Hatte zugesagt, heute in der Mandatsprüfungskommission mitzuarbeiten. Zusammen mit Wolfgang H. tat ich diese Arbeit während der BFA-Delegiertenkonferenz. Um drei Uhr nachmittags war ich wieder zu Hause. Habe dann gewaschen. Bis sechs Uhr abends. Mit dem Abendbrot habe ich noch gewartet. Jonas sagte gestern, dass er heute zum Abendessen kommen wolle. Nachdem ich ihn aber gestern etwas unsanft rausgeschmissen habe, mochte er es sich anders überlegt haben. Ich gebe zu, ein wenig unbeherrscht gehandelt zu haben. Aber sein höhnisches Gegrinse war mir in dem Moment einfach zu viel. Das kam so:
Irgendwann im Januar. War bei Jonas in seiner neuen Wohnung. Ich war über ein Kreuzworträtsel gebeugt, als es klingelte. Immer wenn es dort während meiner Anwesenheit klingelt, was eigentlich recht selten vorkommt, bekomme ich sofort Herzklopfen. Ich befürchte dann, dass Jonas‘ Mutter vor der Tür steht und gleich in die Stuben kommen wird. Wie würde sie reagieren, wenn sie mich dort vorfände. Ein heftiger Auftritt wäre das Letzte, was ich dann verkraften könnte. Als Jonas noch keine eigene Wohnung hatte, wollte sie immer wissen, wo er sich solange rumtreibe. Hatte noch einmal Glück.

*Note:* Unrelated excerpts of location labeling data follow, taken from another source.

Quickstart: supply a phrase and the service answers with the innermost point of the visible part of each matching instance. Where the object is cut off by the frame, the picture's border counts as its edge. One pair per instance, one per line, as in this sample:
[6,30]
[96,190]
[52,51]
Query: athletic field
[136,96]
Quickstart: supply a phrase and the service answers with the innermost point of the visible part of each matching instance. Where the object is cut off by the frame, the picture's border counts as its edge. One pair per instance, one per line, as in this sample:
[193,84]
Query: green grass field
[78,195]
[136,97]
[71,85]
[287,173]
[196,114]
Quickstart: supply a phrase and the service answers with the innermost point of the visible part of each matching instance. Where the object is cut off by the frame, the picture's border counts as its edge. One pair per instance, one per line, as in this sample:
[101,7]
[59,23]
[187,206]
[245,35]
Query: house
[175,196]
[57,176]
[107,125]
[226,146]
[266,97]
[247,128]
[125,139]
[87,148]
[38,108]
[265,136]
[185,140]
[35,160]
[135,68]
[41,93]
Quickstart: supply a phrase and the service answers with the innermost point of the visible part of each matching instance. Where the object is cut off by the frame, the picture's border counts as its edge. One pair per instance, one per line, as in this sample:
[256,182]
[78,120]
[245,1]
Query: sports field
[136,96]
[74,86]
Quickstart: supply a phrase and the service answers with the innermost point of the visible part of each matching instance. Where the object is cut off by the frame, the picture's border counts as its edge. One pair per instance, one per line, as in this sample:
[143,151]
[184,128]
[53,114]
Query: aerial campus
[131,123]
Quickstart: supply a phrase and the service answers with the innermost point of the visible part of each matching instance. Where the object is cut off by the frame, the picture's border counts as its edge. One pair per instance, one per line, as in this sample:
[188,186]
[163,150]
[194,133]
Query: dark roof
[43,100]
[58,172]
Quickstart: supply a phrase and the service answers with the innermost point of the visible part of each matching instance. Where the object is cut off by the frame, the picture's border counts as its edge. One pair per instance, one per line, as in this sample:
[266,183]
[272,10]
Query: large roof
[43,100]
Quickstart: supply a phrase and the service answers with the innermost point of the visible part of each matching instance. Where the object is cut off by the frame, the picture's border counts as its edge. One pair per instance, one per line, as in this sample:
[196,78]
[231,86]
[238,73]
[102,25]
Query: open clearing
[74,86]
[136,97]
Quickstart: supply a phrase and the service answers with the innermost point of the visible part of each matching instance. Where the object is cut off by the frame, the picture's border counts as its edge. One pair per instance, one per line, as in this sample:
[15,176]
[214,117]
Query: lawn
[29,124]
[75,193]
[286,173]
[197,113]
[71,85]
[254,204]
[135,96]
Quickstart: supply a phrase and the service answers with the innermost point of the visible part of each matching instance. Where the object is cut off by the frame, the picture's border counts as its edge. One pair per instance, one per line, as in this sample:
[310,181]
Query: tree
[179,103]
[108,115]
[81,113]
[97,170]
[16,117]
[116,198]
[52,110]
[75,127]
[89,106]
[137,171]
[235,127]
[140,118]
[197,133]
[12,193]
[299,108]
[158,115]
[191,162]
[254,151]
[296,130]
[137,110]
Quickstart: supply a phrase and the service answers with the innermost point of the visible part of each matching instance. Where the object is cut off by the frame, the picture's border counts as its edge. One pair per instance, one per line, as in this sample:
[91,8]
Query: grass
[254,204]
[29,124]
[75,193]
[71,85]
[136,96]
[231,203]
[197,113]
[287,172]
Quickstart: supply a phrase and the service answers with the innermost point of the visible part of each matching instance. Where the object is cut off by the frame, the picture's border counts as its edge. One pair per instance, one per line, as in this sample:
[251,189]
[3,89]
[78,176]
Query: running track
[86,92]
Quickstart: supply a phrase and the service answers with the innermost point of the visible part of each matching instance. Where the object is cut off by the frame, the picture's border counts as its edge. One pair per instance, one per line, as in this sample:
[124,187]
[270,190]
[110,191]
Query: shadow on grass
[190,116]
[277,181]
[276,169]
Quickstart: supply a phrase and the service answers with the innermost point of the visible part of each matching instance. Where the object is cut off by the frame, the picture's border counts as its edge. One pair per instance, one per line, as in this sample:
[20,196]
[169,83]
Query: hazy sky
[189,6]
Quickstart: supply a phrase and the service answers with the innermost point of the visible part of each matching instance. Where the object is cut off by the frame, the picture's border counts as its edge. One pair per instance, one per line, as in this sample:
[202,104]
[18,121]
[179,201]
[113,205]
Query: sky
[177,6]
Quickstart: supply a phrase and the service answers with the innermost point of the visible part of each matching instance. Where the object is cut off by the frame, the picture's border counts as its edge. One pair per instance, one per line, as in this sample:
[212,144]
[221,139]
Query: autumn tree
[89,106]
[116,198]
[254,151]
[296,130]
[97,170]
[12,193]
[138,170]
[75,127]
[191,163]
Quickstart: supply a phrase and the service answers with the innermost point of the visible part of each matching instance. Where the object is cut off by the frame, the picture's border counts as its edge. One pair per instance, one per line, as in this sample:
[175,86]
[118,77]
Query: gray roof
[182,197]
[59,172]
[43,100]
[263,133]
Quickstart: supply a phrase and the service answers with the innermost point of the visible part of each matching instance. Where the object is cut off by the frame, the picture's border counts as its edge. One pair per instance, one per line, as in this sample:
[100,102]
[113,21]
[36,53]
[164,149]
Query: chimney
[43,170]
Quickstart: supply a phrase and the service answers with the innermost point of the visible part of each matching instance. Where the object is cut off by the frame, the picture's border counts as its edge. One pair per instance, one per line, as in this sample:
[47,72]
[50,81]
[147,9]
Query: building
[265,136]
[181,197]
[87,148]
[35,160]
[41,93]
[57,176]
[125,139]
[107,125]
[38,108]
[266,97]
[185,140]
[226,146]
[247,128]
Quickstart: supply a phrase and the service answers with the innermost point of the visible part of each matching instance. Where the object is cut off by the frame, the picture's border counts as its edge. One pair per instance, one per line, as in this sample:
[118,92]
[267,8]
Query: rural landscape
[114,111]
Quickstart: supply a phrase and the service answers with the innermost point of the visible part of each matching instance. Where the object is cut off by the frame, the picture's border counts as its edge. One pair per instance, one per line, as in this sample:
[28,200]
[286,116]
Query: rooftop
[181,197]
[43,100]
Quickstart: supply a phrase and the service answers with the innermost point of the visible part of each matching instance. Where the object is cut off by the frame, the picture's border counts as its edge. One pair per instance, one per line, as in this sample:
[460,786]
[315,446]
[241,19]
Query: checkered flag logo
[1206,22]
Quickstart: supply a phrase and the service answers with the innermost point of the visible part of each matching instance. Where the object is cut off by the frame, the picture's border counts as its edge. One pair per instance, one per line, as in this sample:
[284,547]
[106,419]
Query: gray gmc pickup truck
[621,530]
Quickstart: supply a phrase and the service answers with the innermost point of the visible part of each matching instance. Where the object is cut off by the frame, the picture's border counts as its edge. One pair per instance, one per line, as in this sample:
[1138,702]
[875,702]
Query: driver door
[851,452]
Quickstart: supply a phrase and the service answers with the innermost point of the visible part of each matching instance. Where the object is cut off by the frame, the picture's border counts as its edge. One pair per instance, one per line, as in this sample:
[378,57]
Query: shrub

Seine Mutter war es nicht. Sondern Andreas. Dem hatte ich erzählt, wo Jonas wohnt. Drei Minuten von mir entfernt. Nun brauchte ich nur noch zu staunen, dass er sich das so gut gemerkt hatte. Auch Andreas staunte als er ins Zimmer kam. Nicht über mich, sondern über die Anbauwand! Ich hatte den Eindruck, dass er die Wohnung schon ohne Schrankwand kenne. Als er genug gestaunt hatte, begrüßte er mich. Jonas hatte bisher nicht erwähnt, dass Andreas ihn dort schon mal (oder mehrmals?) besucht hatte. Wenn es so wäre, dann hätte er es doch sicher getan. Oder? Wir unterhielten uns kurz. Als Jonas im Bad war, gab ich Andreas zu verstehen, dass ich in einer halben Stunde nach Hause gehen würde. Was ich dann auch pünktlich tat. Es war so gegen 20 Uhr.
Ich hielt es so für besser. Andreas wäre es vielleicht egal gewesen. Mein Herzklopfen wäre dort nicht ruhiger geworden. Mehr noch, mir fingen sogar die Finger an zu zittern. Hatte Mühe, den Bleistift still zu halten, mit dem ich die Buchstaben in die Felder kritzelte. Auch zu Hause kam ich nicht so bald zur Ruhe. Was ich empfand, war gar nicht mal Eifersucht, sondern eher Besitzneid. Jonas besaß gerade etwas, wenn auch nur für kurze Zeit, was auch ich nur allzu gern gehabt hätte. Tröstete mich damit, wie immer in solchen Fällen, dass ich die Geduld aufzubringen in der Lage bin, auf meine Chance zu warten. Fairerweise muss ich sagen, dass ich inzwischen wieder Besuch von Kay hatte. Wo dann Jonas um 21 Uhr nach Hause ging. Dummerweise weiß ich nicht mehr, ob es davor oder danach war.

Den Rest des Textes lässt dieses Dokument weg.